Bad days don’t have to be relived…that’s the best part about them. When a day is done you can’t go back and change anything about it. You don’t have to go through it again. The effects can linger, sure, but whatever heartbreak and anguish yesterday contained – that cherry can only be popped once. Then it just wedges its way into you, into your soul. Nestles there. One minute up, the next down. Disbelief. Anger. Worry. Stress. Sadness.
My mother has lung cancer. My father and I were told yesterday and we had to live with that knowledge for about 2 hours before my mom knew, as she was waking up from anesthesia and getting her bearings about her. To sit in her recovery room with her, having her say “I hope this takes care of it” (“it” being the reason why her right lung keeps collecting fluid), but knowing that no, it’s not taken care of. It’s worse. Far worse. My dad ended up breaking the news to her when I left to use the restroom because he couldn’t bear her rooting around with her hopes that it’s all over with when really we are beginning. We wanted to wait for the doctor to do it so that she could answer questions my mom would have but it was hard to carry the weight of knowing that what she likely has is treatable, but not curable, and will likely kill her no matter what we do.

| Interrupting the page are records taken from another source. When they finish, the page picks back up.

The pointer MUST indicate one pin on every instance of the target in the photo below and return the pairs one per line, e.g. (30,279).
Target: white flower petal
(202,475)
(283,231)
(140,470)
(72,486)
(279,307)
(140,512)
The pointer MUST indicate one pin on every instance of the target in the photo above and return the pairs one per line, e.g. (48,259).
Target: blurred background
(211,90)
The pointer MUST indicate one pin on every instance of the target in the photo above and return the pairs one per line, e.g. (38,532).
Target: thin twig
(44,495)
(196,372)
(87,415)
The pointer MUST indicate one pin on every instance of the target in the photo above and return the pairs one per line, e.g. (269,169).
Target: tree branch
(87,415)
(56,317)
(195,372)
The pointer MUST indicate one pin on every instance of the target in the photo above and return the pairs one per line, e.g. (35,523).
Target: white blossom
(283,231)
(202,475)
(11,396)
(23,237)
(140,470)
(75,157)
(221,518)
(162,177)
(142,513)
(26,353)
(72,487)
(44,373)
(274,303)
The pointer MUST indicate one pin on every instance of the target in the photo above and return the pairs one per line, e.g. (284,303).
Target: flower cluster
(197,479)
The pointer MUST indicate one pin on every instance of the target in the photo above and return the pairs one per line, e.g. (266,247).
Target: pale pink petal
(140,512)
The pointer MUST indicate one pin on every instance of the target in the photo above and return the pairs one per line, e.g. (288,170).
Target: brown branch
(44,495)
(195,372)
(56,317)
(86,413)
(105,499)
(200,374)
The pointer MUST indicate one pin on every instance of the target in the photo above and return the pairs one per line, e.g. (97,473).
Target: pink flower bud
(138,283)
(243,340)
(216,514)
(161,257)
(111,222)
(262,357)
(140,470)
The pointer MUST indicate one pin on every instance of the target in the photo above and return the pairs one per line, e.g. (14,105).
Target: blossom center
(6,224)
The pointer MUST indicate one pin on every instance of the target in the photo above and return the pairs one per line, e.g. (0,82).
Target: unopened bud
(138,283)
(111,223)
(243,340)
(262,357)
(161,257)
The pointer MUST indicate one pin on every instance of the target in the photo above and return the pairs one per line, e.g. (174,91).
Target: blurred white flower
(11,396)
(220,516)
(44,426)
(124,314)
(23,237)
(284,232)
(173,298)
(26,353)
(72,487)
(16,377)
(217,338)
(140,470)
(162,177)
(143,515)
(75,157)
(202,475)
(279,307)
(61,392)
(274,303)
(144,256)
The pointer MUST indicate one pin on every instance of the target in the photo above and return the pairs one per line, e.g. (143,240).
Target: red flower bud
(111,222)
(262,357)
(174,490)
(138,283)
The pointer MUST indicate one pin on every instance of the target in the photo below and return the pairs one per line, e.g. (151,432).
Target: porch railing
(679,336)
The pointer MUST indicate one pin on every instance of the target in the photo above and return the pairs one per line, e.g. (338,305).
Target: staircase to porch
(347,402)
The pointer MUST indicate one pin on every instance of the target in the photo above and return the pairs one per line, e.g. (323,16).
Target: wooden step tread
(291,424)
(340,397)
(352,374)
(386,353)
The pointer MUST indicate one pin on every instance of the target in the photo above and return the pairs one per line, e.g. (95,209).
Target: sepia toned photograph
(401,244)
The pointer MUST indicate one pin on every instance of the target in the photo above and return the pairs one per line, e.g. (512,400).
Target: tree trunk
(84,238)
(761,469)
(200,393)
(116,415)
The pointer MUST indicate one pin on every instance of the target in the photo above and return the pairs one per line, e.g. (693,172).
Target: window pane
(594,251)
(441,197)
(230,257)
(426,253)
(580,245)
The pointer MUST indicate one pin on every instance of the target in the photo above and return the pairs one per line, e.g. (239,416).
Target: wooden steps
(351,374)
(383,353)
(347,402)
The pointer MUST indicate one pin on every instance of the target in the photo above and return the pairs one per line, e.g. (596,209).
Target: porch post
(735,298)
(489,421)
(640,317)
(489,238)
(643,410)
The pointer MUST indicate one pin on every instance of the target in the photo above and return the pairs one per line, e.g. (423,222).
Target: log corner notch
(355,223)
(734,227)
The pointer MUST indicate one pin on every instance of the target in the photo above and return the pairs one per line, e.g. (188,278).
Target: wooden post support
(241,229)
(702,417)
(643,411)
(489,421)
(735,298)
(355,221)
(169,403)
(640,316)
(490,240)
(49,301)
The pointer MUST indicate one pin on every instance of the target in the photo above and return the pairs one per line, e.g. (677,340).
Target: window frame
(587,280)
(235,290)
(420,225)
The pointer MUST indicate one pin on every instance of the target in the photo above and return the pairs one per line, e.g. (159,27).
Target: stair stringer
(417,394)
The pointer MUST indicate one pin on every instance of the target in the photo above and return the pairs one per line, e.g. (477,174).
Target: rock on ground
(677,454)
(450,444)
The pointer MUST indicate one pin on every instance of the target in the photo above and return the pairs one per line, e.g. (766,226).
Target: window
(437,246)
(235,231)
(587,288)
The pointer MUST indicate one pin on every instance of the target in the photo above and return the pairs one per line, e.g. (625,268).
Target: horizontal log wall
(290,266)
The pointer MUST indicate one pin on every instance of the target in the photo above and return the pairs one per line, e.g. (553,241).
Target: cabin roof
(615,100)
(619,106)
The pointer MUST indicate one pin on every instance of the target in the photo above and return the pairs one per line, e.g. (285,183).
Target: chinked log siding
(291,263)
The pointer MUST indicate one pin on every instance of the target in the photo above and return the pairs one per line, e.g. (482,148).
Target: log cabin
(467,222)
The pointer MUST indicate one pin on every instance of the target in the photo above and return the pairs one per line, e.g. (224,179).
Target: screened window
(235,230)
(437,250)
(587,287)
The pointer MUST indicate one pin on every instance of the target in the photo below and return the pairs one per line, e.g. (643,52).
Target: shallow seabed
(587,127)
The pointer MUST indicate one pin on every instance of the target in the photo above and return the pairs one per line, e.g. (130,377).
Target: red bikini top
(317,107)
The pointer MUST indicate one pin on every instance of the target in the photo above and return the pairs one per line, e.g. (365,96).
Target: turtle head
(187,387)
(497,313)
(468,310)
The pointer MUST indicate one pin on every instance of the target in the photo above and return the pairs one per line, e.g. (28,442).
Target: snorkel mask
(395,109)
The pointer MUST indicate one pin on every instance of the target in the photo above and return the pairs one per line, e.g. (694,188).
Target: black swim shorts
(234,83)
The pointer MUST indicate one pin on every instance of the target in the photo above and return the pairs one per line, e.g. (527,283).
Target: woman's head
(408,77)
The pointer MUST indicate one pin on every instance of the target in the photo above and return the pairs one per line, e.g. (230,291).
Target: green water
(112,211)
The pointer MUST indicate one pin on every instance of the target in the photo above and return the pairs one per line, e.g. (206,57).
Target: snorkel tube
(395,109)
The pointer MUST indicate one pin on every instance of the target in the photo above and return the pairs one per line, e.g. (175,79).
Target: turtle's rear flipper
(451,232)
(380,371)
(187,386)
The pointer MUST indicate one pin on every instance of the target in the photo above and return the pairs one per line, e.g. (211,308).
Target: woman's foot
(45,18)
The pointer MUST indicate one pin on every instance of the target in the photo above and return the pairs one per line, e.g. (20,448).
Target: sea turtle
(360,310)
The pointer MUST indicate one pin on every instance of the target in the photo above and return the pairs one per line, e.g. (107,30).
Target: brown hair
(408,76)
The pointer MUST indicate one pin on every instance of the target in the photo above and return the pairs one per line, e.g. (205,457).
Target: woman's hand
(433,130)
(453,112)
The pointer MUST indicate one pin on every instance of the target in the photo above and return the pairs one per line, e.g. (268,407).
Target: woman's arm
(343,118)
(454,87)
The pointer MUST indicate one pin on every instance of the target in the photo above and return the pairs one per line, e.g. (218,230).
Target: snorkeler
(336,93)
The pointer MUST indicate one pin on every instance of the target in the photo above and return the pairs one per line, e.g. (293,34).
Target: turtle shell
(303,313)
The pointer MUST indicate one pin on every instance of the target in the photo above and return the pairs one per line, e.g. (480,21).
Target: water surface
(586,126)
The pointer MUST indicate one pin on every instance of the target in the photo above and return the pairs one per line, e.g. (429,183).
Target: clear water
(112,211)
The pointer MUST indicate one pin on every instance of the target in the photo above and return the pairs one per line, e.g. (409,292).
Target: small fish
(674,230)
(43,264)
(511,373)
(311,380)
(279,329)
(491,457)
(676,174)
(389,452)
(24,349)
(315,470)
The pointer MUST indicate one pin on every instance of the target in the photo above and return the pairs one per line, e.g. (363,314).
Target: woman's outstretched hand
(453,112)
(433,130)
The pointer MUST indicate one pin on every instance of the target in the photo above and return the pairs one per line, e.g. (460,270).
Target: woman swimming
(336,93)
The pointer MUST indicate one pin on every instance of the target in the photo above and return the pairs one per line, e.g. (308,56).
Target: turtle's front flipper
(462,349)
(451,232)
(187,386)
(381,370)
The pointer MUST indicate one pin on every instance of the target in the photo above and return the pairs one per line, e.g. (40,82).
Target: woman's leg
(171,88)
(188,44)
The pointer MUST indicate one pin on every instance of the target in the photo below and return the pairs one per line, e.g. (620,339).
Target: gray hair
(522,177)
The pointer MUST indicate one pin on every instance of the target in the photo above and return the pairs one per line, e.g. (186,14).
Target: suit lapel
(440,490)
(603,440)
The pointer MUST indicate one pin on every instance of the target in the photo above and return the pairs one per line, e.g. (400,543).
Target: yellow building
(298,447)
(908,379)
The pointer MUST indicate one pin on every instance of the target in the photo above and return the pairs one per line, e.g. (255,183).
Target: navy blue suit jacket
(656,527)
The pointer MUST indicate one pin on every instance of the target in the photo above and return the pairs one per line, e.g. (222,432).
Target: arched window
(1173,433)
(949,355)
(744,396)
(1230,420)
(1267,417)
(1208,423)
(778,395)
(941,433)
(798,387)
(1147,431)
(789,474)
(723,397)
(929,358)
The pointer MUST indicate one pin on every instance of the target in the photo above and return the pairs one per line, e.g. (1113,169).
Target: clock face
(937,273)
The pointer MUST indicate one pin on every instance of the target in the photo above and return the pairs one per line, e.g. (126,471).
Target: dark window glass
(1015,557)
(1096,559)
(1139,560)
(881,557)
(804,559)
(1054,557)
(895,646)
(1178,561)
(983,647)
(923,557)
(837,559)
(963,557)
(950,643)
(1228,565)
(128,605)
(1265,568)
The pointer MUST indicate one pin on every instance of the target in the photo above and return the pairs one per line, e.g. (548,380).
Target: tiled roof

The details as to the stage of the cancer, the exact type (the doctors do think it’s mesothelioma), is it in the left lung – we don’t have these answers yet. We don’t have a game plan. We will hopefully know more over the next several days as the test results come back.
As my dad and I sat in the waiting room, fighting back tears, I wished I could have given him the chatterbox distraction he needed to bring him out of his own head but I couldn’t. My sister is good at that and when she arrived, she was able to give that to my mom and dad. I brood in silence, tending to feel the claws of sadness and stress wrap themselves around me, stifling my breath. I am not a happy distraction when things get tough. I’m the one silently wrapped up in planning for what’s next. Okay, how can we solve this? All right. What about this next step? Logical, until I’m in the shower by myself. Falling apart in the shower just feels right. I like to pretend that the misery is washing off of me, swirling down the drain and out and away. I’ve always done my best crying in the shower.
My dad and I aren’t holding on to that secret anymore; at least there’s that. My dad, sister, mom and I don’t need to relive what we went through yesterday. Today, we just have to live with and through it.
My mother never smoked. Someone like her isn’t supposed to have lung cancer.
I expect I’ll be talking a lot about my mother in the days to come. She is insanely private so I will not share all of the details and it’ll be about my own memories and my own feelings as we move forward.